Konstanz Allmannsdorf: Lauftreff für Flüchtlinge

Die Bürgervereinigung Allmannsdorf-Staad-Egg organisiert einen Lauftreff und mehrere Spielnachmittage für Flüchtlinge – und sucht dafür noch Helfer.

Täglich kommen tausende Flüchtlinge nach Deutschland. Man kennt sie aus dem Fernsehen, den Zeitungen, den Balken in den Statistiken, die immer höher werden. Direkten Kontakt aber hat ein Großteil der Bürger nicht, obwohl viele helfen wollen. „Das wollten wir ändern“, sagt Sven Martin.
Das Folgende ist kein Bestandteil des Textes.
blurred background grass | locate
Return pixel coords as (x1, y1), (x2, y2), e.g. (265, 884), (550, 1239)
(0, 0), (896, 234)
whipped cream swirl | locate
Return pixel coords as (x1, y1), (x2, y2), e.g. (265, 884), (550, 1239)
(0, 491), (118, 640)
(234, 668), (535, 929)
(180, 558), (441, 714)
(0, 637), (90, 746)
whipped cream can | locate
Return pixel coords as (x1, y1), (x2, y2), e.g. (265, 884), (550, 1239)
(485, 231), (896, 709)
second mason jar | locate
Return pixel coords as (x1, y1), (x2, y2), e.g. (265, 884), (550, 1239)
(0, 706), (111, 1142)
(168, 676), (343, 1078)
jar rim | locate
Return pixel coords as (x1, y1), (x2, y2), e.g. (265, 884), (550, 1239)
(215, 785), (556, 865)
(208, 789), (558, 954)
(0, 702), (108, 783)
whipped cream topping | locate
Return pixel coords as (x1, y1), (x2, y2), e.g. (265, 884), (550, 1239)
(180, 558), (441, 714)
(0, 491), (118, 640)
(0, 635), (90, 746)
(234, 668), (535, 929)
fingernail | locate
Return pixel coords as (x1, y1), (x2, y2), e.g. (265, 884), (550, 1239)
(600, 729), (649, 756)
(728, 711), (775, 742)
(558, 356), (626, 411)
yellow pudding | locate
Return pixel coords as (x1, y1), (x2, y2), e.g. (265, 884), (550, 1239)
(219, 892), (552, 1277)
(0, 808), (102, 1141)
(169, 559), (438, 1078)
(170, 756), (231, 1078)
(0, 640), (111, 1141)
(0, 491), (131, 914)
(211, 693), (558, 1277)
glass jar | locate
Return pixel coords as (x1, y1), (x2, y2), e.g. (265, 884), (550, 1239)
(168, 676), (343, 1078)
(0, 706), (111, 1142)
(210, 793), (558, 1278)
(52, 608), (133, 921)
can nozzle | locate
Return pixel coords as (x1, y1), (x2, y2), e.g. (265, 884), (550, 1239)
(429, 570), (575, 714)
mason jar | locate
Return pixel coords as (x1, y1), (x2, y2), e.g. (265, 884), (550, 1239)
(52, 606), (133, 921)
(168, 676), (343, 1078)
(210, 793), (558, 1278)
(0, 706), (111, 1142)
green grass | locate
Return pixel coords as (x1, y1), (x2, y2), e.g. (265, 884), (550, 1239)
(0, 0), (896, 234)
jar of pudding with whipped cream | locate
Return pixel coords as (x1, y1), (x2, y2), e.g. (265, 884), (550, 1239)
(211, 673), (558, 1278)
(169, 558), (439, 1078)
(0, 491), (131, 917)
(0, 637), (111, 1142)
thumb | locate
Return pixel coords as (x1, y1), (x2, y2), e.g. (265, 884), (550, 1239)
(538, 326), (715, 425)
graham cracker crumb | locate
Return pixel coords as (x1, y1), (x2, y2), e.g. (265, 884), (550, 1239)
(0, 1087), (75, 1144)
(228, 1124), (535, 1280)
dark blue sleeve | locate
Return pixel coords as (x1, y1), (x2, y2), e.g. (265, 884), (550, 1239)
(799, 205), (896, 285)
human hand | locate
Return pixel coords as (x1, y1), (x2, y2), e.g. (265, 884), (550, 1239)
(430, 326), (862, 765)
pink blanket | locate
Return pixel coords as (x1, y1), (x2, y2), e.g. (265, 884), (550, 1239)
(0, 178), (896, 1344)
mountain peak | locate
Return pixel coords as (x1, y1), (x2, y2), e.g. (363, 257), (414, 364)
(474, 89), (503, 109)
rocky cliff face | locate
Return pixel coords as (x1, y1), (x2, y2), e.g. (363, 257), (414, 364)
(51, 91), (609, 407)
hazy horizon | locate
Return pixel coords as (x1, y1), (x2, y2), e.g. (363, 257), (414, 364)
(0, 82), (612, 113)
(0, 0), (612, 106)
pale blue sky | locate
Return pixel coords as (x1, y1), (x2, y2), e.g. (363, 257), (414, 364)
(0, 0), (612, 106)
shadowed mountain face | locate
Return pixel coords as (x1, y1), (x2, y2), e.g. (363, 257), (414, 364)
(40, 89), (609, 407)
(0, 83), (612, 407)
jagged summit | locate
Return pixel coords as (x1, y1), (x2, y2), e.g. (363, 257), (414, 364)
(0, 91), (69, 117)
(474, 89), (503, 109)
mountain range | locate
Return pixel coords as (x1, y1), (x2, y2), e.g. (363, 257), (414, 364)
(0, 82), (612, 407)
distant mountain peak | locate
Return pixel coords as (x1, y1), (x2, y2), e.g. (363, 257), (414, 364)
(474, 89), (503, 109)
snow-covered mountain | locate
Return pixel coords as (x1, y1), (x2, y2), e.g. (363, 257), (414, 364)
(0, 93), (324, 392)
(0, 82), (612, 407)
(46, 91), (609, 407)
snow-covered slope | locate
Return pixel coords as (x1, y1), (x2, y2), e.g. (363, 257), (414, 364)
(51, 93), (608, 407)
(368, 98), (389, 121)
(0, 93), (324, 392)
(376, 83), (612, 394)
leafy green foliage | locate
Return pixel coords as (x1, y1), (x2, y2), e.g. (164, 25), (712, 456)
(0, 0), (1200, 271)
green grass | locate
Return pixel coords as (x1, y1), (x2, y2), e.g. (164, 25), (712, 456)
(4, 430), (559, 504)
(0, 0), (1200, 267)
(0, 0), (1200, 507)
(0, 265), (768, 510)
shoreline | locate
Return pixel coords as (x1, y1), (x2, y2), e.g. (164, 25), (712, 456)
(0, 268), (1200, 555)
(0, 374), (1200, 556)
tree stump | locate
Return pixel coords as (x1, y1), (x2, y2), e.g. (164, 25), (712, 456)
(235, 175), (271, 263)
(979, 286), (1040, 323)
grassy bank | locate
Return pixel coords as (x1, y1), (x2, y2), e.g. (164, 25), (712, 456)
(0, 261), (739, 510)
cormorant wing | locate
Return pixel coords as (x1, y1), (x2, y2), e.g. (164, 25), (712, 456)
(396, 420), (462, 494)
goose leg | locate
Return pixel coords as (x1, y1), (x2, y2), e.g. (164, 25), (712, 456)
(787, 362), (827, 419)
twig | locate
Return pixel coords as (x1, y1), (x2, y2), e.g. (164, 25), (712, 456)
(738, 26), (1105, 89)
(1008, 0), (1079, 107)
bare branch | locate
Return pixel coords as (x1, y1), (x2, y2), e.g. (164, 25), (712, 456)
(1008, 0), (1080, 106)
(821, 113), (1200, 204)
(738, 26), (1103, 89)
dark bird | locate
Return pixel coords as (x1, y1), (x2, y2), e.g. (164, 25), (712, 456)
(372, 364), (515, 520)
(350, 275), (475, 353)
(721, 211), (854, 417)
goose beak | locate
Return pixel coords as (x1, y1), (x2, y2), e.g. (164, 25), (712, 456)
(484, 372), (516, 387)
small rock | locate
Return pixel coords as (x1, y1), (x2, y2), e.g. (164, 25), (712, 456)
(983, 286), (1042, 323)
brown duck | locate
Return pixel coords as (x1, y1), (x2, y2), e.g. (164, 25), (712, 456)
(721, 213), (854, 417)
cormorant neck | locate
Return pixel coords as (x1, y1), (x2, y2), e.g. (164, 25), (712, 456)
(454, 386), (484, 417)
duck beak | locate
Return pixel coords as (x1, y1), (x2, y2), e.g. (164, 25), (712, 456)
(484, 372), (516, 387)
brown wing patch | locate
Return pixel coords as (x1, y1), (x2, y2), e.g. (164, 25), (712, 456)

Er ist Vorsitzender der Bürgervereinigung Allmannsdorf-Staad-Egg und hat mit ein paar anderen Mitgliedern unbürokratisch einen Lauftreff und mehrere Termine für einen Spielabend für Flüchtlinge und Einheimische auf die Beine gestellt – mit dem Ziel: Deutsch und sich gegenseitig kennen lernen.

Sven Martin, Christof Ettl und Dirk Schimmelpfennig gehen ohnehin regelmäßig laufen – „ob wir noch zehn Leute mehr mitnehmen, ist ja egal“, sagt Martin. Dennoch war die Idee zur sportlichen Integration nicht zufällig: Bei einem ersten Treffen mit den Flüchtlingen im Gemeindesaal zeigte sich schnell: „Kaffee und Kuchen ist nichts für die vielen jungen Männer“, sagt Sven Martin lächelnd. „Aber das war ja auch nur zum ersten Kennenlernen.“ Die Erkenntnis: Deutsch zu lernen steht an erster Stelle bei den Flüchtlingen. Die Verständigung ist ohnehin eine Sache, die sich Martin einfacher vorgestellt hatte: „Wir dachten, wir kommen mit unserem bisschen Englisch oder Französisch weiter, aber das war eben nicht so“, sagt Martin. Viel besser lief es dagegen schon auf dem Bolzplatz, und so kamen die Ideen zum Lauftreff und Spieleabend zustande.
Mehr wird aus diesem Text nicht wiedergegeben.